Sous la nouvelle plaque renommant la plaine Saint-Ladre dans le quartier du même nom au nord d'Amiens, il est rappelé : «À la mémoire d'Abderahmane Rabah, fils, frère, oncle, père et enfant de la vallée Saint-Ladre. Victime d'un lâche assassinat raciste le 6 août 1994 à Ault». C'est le tragique et injuste destin qui a touché Abderahmane alors qu'il passait ses vacances sur la côte picarde avec ses proches. Insulté par un groupe d'individus alcoolisés au soir du bal d'Ault, agressé, pourchassé puis précipité du haut des 27 mètres de la falaise en raison de ses origines, son corps sans vie avait été retrouvé au petit matin.

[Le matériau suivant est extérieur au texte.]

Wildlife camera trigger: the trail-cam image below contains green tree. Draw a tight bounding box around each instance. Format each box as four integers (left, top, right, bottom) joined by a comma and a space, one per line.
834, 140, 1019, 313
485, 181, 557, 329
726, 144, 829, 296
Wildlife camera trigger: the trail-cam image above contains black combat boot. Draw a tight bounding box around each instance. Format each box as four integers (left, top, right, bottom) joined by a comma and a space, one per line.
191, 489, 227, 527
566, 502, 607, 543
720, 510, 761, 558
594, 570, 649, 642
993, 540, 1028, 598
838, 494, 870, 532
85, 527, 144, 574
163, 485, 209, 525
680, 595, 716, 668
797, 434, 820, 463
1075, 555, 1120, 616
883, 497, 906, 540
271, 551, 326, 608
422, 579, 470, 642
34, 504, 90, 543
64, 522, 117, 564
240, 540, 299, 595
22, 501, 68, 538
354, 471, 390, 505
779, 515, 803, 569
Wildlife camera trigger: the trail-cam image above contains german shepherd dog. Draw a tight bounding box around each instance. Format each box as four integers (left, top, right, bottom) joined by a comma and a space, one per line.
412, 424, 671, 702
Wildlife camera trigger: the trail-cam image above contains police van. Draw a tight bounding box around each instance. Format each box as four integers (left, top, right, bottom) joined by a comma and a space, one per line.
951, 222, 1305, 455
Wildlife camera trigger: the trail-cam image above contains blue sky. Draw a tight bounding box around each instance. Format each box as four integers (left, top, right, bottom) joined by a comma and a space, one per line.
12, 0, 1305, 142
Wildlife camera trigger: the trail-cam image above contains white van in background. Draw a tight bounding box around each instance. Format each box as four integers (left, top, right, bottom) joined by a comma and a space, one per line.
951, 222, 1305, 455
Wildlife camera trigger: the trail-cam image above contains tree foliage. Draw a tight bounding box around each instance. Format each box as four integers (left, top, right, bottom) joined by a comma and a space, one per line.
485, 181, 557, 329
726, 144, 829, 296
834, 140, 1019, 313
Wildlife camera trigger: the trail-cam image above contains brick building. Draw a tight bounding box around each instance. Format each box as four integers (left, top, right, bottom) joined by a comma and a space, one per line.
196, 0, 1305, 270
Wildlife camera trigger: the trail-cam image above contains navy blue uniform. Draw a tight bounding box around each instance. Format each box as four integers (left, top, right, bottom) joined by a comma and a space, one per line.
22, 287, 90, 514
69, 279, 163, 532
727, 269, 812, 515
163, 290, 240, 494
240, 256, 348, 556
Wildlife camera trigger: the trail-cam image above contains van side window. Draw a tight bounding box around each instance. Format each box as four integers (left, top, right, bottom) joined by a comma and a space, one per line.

La réponse aux discriminations
32 ans plus tard, sur la plaine Saint-Ladre à proximité de la maison familiale, l'émotion était toujours aussi grande dans le regard de sa famille et de la population. La foule était nombreuse pour lui rendre hommage mais aussi rappeler l'importance du combat contre le racisme, les discriminations et toutes formes de haine. Autant de messages que les membres de sa famille proche ont tenu à adresser à travers leurs témoignages, de même que la Ville d'Amiens qui a souhaité cet honneur. «Les noms que nous donnons à nos rues, à nos places, à nos équipements publics ne sont jamais anodins, a souligné Frédéric Fauvet, maire et président d'Amiens Métropole. Ils racontent les femmes et les hommes que nous décidons de faire entrer dans notre mémoire collective. Ils racontent ce qu'Amiens a été, ce qu'Amiens est et ce que nous voulons qu'Amiens soit demain, pour nos enfants. Amiens est et restera une ville refuge, qui ne transige jamais avec la lutte contre le racisme et toutes les formes de discrimination. Cette plaine porte désormais cette promesse».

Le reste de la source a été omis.